To experience a territory from its waterways, watching for twists and turns, shoals and sandbars in the channel, is to see the land very differently than from a road grid. It is to be vulnerable to it.

And the grid of the township survey system, superimposed on Canada West and the prairies, cuts the land up as a commodity and makes it easier to flip, sell off or abandon when times get tough.

Vestiges of the French system of river lots can be found in the west in Saint Boniface on the Red River in Manitoba, in Lamoureux on the North Saskatchewan and Saint Albert on the Sturgeon rivers of Alberta. Many are inhabited by fourth and fifth generations of original settler families.

This was the approach to land at issue in the Red River and Northwest Rebellions when so called “squatters” stood on the chains being drawn across the lots by foreign speaking surveyor crews.

This is the spirit that underlies the treaties that were pledged “as long as the rivers shall flow.”

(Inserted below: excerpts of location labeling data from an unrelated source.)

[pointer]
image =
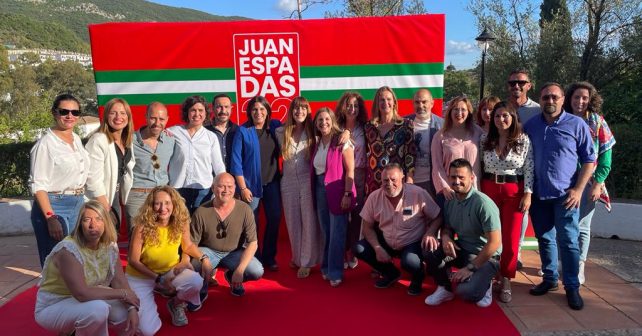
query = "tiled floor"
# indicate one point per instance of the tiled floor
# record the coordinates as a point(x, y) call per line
point(611, 303)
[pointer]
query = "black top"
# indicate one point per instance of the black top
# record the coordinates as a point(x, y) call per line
point(269, 155)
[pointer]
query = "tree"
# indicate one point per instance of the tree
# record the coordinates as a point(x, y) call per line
point(459, 82)
point(357, 8)
point(556, 57)
point(517, 33)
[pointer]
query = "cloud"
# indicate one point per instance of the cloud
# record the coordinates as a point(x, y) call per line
point(460, 48)
point(286, 6)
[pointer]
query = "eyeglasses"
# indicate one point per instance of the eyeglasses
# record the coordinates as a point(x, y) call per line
point(221, 231)
point(547, 97)
point(64, 112)
point(518, 82)
point(155, 162)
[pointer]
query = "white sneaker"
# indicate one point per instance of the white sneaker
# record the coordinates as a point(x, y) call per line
point(487, 299)
point(440, 296)
point(580, 274)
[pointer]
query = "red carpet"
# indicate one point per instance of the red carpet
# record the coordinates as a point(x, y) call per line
point(281, 304)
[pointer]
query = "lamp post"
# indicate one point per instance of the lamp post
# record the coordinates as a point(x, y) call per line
point(483, 41)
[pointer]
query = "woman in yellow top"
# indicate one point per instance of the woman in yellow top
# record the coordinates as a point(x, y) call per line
point(83, 288)
point(160, 228)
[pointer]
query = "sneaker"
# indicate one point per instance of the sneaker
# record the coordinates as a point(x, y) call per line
point(415, 288)
point(177, 312)
point(236, 291)
point(440, 296)
point(192, 307)
point(487, 299)
point(164, 292)
point(387, 281)
point(580, 274)
point(574, 299)
point(543, 288)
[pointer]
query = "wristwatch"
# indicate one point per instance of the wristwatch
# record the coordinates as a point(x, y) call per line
point(471, 267)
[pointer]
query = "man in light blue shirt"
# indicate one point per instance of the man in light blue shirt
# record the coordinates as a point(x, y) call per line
point(153, 147)
point(560, 140)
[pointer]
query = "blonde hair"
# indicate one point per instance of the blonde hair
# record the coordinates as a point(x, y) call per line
point(334, 129)
point(147, 219)
point(127, 135)
point(376, 114)
point(290, 124)
point(109, 235)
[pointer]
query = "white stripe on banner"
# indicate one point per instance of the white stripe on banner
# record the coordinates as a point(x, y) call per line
point(373, 82)
point(306, 84)
point(165, 87)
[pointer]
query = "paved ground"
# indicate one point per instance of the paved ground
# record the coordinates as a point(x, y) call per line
point(612, 293)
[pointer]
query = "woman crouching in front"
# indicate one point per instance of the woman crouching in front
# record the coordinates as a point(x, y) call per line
point(160, 228)
point(83, 288)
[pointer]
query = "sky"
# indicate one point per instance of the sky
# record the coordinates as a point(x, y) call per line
point(461, 50)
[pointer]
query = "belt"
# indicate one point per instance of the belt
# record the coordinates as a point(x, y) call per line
point(501, 179)
point(76, 192)
point(145, 190)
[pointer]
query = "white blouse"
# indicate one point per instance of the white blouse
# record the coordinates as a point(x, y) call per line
point(518, 162)
point(56, 165)
point(197, 160)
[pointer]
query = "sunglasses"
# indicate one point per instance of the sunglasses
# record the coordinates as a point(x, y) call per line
point(155, 162)
point(520, 83)
point(64, 112)
point(221, 231)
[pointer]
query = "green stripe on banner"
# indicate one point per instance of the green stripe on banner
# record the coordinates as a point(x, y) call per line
point(368, 94)
point(164, 75)
point(306, 72)
point(165, 98)
point(530, 243)
point(398, 69)
point(326, 95)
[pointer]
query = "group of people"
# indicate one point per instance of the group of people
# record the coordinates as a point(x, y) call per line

Further west in British Columbia, the township system did not take hold as much as on the prairies because of the mountains and the waterways they created.

Here the struggle was between those who lived on the land and water: who fished, farmed, cultivated and raised fruit trees on it, and those who saw it as something to be mined and logged.

Today the incentive of economic development, though strong, has not been enough to cause First Nations to abandon their ties to the land or their collective responsibility for its well being.

This suggests that a more realistic and reasonable alternative to land management might be that created in our national parks. Our first park, Banff, was created by a bequest and tourist interest of Canadian Pacific: a balance of capitalism and conservation.

In national parks residents can build homes and establish businesses but within limits. The land they build on is leased, not owned, and these leases, though renewable are for terms, say of 99 years, that includes an element of accountability for the land use: a long term view.

Canada has been, and still is, in many spots and in spirit, a Nation of Squatters on a geological timeline: tenants who live on the land and relate to it. Their dreams, schemes and activities may be ephemeral, but their awareness/partnership and cohabitation with the land, is enduring.

The principles that bring us to heel, that remind us of limits on our land use and development—these are not cultural fetishes or sentimental superstition. They are part of a larger consciousness expressed around the globe for millennia, and found in scriptural injunctions such as

The land shall not be sold for ever for the land is mine and you are strangers, sojourners with me

(Leviticus 25:23)

The “mine” here is not an arbitrary overlord, an individual ego, but an I AM that is being itself

In the coming together that is Kanata, let us be responsible stewards of the land we hold in trust.